Pasaron varias semanas y la casa seguía en pie y los niños ilesos. Todo parecía ir bien. Los niños se portaban bien.
De ahí la sorpresa que sintieron el señor y la señora Marsh cuando recibieron una llamada de la policía local. Salieron corriendo del trabajo para encontrarse el piano de la salita de estar en el césped, la ventana por la que había salido despedido hecha añicos, y los tres niños de pie junto a los agentes, contemplando el desastre que habían causado como si no supieran por qué habían pensado siquiera en hacer cosa semejante.
— D-Dios bendito...—murmuró Joey.
En el asfalto había un hoyo enorme justo en el lugar donde la ambulancia había explotado. Aún había gente alrededor, con la tecnología más variada, la cual debía darles una pista sobre qué había causado la explosión.

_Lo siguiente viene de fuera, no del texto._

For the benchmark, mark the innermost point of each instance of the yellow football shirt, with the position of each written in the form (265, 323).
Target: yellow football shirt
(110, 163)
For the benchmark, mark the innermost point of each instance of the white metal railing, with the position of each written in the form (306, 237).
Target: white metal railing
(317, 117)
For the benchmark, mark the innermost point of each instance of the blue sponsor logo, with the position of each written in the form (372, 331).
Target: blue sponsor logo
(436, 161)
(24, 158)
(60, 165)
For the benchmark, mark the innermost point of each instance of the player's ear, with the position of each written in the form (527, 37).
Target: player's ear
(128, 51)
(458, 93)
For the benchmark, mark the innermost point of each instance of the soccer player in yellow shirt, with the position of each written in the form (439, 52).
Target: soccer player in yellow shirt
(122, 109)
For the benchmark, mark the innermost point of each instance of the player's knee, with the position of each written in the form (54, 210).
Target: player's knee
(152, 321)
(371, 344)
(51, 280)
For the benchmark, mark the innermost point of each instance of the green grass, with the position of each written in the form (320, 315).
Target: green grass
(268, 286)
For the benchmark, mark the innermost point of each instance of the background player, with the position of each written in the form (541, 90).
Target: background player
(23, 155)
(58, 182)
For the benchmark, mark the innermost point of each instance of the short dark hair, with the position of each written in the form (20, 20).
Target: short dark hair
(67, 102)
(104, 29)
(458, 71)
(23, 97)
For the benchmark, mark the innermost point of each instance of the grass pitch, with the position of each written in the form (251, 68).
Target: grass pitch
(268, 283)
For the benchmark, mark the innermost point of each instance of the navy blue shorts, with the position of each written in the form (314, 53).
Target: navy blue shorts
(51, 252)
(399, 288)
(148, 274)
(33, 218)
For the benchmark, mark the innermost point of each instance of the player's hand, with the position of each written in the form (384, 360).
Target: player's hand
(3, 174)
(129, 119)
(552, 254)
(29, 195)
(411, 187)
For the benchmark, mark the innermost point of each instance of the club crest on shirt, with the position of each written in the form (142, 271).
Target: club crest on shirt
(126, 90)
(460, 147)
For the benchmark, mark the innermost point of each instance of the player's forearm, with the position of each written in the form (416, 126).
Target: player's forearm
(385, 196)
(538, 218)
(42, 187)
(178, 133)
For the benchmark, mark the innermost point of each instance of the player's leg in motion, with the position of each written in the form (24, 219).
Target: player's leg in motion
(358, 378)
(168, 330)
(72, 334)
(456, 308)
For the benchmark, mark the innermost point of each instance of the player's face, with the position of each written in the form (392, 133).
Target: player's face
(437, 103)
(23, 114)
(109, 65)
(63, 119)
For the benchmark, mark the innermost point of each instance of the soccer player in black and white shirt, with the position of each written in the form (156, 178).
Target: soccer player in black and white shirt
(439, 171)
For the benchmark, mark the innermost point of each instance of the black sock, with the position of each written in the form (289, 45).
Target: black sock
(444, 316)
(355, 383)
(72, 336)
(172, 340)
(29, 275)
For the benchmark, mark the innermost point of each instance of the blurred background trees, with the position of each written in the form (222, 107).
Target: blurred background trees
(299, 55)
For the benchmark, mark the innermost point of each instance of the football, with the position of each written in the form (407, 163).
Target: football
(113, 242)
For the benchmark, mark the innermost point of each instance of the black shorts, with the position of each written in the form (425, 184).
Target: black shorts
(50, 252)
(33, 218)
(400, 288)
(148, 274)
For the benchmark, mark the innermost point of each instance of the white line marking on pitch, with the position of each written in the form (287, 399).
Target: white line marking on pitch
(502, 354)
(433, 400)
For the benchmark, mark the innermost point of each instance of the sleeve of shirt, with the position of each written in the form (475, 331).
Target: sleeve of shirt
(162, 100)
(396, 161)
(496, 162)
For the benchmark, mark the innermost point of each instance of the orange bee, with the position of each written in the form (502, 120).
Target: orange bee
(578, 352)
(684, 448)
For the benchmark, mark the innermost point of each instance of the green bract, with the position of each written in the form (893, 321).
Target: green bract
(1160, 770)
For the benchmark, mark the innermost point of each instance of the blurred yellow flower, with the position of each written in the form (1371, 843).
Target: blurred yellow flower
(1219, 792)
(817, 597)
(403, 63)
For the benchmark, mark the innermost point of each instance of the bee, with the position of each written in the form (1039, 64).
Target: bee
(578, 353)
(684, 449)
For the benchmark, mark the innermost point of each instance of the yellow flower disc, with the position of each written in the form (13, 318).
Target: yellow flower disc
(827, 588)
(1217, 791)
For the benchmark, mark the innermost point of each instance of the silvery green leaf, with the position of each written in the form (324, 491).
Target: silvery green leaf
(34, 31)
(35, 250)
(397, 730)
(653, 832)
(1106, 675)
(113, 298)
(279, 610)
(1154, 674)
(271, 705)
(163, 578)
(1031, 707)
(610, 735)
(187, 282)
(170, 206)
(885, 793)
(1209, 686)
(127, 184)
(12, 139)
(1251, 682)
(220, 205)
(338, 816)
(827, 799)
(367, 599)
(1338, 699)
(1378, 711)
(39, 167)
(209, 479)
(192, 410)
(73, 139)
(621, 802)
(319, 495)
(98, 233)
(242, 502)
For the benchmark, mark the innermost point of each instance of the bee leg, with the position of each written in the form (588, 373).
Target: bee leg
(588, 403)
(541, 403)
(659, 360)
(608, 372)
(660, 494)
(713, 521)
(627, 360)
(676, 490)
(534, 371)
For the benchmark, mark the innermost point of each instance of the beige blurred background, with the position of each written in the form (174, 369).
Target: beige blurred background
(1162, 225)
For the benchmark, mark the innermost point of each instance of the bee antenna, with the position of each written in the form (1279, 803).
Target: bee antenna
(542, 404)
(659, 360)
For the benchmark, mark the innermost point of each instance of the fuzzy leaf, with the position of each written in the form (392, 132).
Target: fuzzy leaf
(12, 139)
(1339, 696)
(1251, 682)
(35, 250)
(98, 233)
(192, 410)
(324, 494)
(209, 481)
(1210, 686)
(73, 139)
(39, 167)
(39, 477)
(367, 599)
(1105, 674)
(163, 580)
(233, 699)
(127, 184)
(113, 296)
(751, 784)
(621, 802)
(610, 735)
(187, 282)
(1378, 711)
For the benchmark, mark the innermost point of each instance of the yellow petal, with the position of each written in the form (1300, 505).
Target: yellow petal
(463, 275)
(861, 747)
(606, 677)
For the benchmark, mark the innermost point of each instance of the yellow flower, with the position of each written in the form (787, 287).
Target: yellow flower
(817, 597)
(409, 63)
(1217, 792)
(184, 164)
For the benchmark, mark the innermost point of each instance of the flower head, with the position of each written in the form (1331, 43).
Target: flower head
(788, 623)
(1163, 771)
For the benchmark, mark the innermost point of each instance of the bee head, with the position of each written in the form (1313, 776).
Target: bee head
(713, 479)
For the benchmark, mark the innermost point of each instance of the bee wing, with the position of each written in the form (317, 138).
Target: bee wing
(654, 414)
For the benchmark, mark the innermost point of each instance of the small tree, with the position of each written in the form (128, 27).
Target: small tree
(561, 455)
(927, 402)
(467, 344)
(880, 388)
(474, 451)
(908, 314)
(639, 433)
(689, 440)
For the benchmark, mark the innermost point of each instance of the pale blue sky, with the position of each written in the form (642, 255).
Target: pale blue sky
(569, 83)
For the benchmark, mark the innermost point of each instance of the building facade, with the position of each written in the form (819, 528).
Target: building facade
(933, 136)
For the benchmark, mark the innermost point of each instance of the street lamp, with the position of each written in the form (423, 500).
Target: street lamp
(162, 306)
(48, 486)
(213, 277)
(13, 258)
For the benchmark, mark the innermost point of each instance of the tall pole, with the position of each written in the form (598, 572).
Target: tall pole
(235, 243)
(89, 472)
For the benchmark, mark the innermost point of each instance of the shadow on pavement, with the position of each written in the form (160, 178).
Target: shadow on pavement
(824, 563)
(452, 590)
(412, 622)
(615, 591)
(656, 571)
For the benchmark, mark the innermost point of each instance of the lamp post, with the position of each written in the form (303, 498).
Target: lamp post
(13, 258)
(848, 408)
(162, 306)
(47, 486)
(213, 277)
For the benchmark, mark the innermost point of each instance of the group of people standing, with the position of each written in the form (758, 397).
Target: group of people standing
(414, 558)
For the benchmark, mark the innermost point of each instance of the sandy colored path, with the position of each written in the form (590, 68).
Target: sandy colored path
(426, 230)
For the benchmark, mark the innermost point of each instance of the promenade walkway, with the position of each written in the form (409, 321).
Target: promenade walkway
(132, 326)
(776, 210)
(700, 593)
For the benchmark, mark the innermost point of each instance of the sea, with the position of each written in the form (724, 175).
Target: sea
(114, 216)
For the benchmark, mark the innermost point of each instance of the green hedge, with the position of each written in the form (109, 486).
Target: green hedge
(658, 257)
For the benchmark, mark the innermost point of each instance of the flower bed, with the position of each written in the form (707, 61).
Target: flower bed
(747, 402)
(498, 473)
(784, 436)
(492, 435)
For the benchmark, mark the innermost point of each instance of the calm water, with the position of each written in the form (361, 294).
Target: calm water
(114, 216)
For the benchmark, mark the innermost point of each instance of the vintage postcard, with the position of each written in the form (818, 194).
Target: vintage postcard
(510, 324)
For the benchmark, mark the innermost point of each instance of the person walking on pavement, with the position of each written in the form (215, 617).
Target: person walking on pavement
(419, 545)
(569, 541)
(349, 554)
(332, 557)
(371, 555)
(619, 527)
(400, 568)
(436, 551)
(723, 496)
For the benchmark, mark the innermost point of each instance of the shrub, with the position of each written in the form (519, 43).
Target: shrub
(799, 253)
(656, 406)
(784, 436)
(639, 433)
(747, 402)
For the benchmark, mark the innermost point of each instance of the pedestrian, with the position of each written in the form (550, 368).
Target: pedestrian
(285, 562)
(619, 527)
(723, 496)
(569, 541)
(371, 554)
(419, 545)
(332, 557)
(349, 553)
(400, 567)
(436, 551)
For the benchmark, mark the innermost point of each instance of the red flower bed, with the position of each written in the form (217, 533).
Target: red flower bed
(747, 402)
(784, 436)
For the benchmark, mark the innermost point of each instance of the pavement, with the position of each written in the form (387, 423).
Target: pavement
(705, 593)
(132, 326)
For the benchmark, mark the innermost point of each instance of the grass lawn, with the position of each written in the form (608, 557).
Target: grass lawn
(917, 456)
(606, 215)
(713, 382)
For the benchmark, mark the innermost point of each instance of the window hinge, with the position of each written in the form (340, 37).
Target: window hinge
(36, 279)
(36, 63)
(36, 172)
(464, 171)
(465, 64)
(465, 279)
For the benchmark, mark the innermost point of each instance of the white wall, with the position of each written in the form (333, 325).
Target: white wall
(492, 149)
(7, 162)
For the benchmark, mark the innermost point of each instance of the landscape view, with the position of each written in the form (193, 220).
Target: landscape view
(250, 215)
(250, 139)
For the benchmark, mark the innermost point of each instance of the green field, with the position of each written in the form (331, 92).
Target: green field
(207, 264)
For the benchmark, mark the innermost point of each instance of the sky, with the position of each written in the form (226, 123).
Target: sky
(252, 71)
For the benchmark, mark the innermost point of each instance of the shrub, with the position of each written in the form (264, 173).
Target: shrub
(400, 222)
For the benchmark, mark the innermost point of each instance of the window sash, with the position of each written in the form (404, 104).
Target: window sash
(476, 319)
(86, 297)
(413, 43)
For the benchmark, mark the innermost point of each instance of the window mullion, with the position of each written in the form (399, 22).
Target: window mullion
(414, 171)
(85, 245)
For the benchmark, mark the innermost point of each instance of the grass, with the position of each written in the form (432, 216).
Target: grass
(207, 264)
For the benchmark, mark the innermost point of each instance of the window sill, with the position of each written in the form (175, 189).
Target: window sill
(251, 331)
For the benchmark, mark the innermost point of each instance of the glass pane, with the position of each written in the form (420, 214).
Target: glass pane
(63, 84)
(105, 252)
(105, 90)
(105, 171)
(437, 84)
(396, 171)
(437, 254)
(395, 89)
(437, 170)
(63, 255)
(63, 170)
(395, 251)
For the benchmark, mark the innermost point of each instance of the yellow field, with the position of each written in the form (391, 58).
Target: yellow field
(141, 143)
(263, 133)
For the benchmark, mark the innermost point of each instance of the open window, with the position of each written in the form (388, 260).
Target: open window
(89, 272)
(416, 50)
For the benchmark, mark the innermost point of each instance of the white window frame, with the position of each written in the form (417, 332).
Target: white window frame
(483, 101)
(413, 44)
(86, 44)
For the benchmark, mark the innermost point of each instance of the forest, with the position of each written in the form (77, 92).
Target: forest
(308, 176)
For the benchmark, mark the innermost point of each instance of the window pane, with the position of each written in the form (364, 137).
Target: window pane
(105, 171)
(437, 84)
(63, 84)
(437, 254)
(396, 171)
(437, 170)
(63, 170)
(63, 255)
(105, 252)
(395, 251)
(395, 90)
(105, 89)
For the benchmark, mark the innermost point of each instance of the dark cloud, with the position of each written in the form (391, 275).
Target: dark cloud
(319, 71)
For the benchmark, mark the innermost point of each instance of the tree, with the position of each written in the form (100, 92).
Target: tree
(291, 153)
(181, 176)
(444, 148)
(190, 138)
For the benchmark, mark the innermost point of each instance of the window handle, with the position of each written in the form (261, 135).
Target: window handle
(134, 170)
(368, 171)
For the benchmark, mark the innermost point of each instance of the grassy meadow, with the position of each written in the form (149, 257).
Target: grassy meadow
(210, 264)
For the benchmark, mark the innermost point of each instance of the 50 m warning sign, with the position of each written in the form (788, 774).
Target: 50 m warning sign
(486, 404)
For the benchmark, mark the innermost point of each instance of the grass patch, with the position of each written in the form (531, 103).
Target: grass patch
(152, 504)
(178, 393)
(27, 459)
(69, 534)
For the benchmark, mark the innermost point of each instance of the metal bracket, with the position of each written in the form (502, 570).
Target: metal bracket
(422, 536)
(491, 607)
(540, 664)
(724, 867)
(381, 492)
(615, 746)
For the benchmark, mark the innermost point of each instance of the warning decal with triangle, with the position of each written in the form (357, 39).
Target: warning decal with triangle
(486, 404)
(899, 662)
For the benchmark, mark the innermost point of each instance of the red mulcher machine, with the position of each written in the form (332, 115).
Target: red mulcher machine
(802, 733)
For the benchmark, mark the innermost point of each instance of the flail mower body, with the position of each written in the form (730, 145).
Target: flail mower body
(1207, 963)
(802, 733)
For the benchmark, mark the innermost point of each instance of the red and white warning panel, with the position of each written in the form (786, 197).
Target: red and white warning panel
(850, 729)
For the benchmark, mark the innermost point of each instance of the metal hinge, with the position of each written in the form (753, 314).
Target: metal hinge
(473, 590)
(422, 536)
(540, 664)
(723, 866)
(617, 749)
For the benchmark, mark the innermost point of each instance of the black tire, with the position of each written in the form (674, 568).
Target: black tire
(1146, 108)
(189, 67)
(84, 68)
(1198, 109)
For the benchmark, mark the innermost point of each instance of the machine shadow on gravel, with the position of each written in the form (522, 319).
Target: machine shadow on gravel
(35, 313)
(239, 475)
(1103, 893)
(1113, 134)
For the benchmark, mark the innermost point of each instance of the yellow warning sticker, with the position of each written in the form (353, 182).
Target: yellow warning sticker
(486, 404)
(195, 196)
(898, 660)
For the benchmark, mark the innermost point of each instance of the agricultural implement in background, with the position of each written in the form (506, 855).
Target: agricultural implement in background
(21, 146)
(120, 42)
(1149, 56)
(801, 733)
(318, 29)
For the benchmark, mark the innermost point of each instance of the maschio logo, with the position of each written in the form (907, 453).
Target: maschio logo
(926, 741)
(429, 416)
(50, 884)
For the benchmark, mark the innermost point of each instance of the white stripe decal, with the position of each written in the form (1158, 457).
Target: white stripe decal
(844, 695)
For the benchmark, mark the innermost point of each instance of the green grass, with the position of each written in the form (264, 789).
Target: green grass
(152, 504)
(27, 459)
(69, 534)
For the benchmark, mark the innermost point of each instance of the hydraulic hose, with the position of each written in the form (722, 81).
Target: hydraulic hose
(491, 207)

— ¿Quién es la víctima?—preguntó el alcalde a Warren.
— Su nombre es Cian Kenneth Andrews. Biólogo, o algo por el estilo. Ha publicado montañas de libros sobre el ecosistema del planeta. Un científico loco, si quiere mi opinión. Es muy conocido en el pueblo porque insistía todo el tiempo en que venía de Marte, ponía nerviosa a la gente con sus teorías y su vida de ermitaño. Se coló a la fuerza en casa de su primo y lo atacó, así que decidimos que era hora de que un médico le echara un vistazo. Iba de camino al Hospital Selzer para que le hicieran un chequeo.
— ¿Qué hay del conductor?
— Eso es lo que me gustaría saber. Sólo encontraron a Andrews.
— Pero alguien debía estar conduciendo la ambulancia.
— Cierto, y yo mismo vi a alguien vestido de uniforme en el asiento del conductor cuando Andrews se subió a ella; le dije hola y todo, pero sólo sacaron a Andrews del vehículo y encontramos a dos testigos que aseguran que no vieron a nadie conduciendo la ambulancia segundos antes de que explotara.
— ¿Quizás volara en pe-pedazos?
Joey se mordió el labio inferior. Vaya manera más bonita de empezar el día, con un tartamudeo incontrolable. Qué bien quedaba en un alcalde que se suponía que debía permanecer firme ante calamidades como ésa.
— Eso pensé yo—Warren no pareció notar o prestar atención a su habla, y simplemente posó sus manos en sus caderas, hinchando el pecho de manera que parecía un enorme gallo—. Pero habrá que ver qué dicen los forenses.
Luc se encontraba a unos pocos pasos de ellos, hablando con un compañero. Le dio las gracias y caminó al encuentro del sheriff y el alcalde.
— Y el hedor...Es horrible...—Joey arrugó la nariz.
— Han encontrado algunos restos de los explosivos—anunció Luc—. Creen que puede ser dinamita.
— Hay una mina a tan sólo unos pocos kilómetros de aquí, de modo que...—murmuró Warren.
— ¿Es posible que esto sea un suicidio?—preguntó Joey, hablando lentamente a partir de entonces para asegurarse de que pronunciaba las palabras correctamente.
— Un poco pronto para hablar de eso—apuntó Luc—. El tipo ha sobrevivido. A duras penas, pero se encuentra entre los vivos. Está crítico en el hospital, me han dicho. Luchando por su vida como un tigre. Pero al final, si sobrevive, quizás desee no haber luchado tanto. La parte inferior de su cuerpo se ha volatilizado, las cicatrices son terribles, al parecer.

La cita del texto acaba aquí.